Hibakusha (atomic bomb survivors) meet UN tour guides and interns

May 14th, 2012

14 May 2012 — Three hibakusha (atomic bomb survivors) from Hiroshima, Ms. Shigeko Sasamori, Ms. Toshiko Tanaka and Ms. Reiko Yamada, met with UN Tour Guides and interns in New York to share their testimonies of the horrors they experienced in August 1945.

There are a dwindling number of people alive today who survived the atomic bombings of Hiroshima and Nagasaki in 1945. Many, like the above-mentioned survivors have dedicated their lives to peace, and despite their age they continue to work with diligence and vigour in support of nuclear disarmament. They tell their stories in order to help the younger generations understand the true reality of nuclear weapons.


Atomic bomb survivors
Atomic bomb survivors: Ms. Toshiko Tanaka, Ms. Reiko Yamada, and Ms. Shigeko Sasamori (Photo credit: Paule Saviano)

The United Nations Office for Disarmament Affairs (UNODA) has organized similar briefings twice a year in collaboration with Hibakusha Stories, a non-governmental organisation which brings atomic bomb survivors to New York City high schools to tell their stories.

About these survivors:

Ms. Sasamori was 13 Years old when the atomic bomb was dropped on Hiroshima. She heard the sound of a plane overhead — seconds later she was knocked unconscious by the blast. She was so badly burned that she was unrecognizable. Ms. Sasamori repeated her name and address over and over until she was finally found by her father.

Until recently Ms. Toshiko never talked about her dire experience of the atomic bomb even to her own children. After 67 years, she now talks about her experiences in public. She does not want any of her children and future generations to experience what she has been through.

Atomic bomb survivor
Ms. Shigeko Sasamori sharing her testimony with UN Tour Guides (Photo credit: Paule Saviano)  
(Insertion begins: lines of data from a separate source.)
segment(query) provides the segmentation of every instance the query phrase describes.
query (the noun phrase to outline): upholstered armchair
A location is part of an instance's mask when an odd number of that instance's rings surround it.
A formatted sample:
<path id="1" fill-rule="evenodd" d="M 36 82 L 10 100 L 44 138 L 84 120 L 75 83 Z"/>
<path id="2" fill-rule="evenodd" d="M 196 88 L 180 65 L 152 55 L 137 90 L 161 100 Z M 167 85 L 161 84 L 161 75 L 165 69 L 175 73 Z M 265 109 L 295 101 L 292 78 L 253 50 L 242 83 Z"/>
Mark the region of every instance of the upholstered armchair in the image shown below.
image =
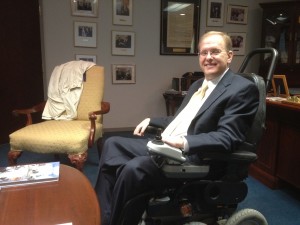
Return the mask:
<path id="1" fill-rule="evenodd" d="M 27 117 L 24 128 L 9 135 L 10 165 L 17 164 L 23 151 L 35 153 L 67 154 L 71 163 L 79 170 L 87 160 L 87 150 L 96 141 L 101 145 L 103 135 L 103 114 L 110 110 L 110 104 L 103 102 L 104 68 L 92 66 L 83 79 L 83 90 L 80 95 L 77 118 L 72 120 L 45 120 L 32 123 L 32 113 L 44 110 L 45 102 L 30 109 L 14 110 L 14 114 Z M 100 154 L 100 152 L 99 152 Z"/>

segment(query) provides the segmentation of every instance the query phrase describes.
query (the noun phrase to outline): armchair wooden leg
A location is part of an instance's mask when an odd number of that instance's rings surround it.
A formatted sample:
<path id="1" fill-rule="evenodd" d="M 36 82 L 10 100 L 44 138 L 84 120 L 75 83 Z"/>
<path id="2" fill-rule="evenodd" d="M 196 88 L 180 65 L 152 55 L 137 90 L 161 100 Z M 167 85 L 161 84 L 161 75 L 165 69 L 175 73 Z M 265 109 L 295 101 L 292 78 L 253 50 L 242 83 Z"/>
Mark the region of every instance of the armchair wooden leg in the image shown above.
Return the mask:
<path id="1" fill-rule="evenodd" d="M 22 151 L 17 151 L 17 150 L 10 150 L 7 153 L 7 158 L 8 158 L 8 164 L 10 166 L 17 165 L 17 160 L 18 158 L 22 155 Z"/>
<path id="2" fill-rule="evenodd" d="M 68 158 L 78 170 L 82 171 L 84 163 L 87 160 L 87 151 L 81 154 L 69 154 Z"/>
Even 67 years after the bombing, Ms. Yamada still vividly remembers those who desperately cried for help: their cries and memories are not gone; she is still tormented with remorse that she could not help them. Many survivors also are suffering from the after-effects of radiation and she sincerely hopes that people all over the world understand how a single atomic bomb could destroy a city and kill a large number of people indiscriminately and cruelly.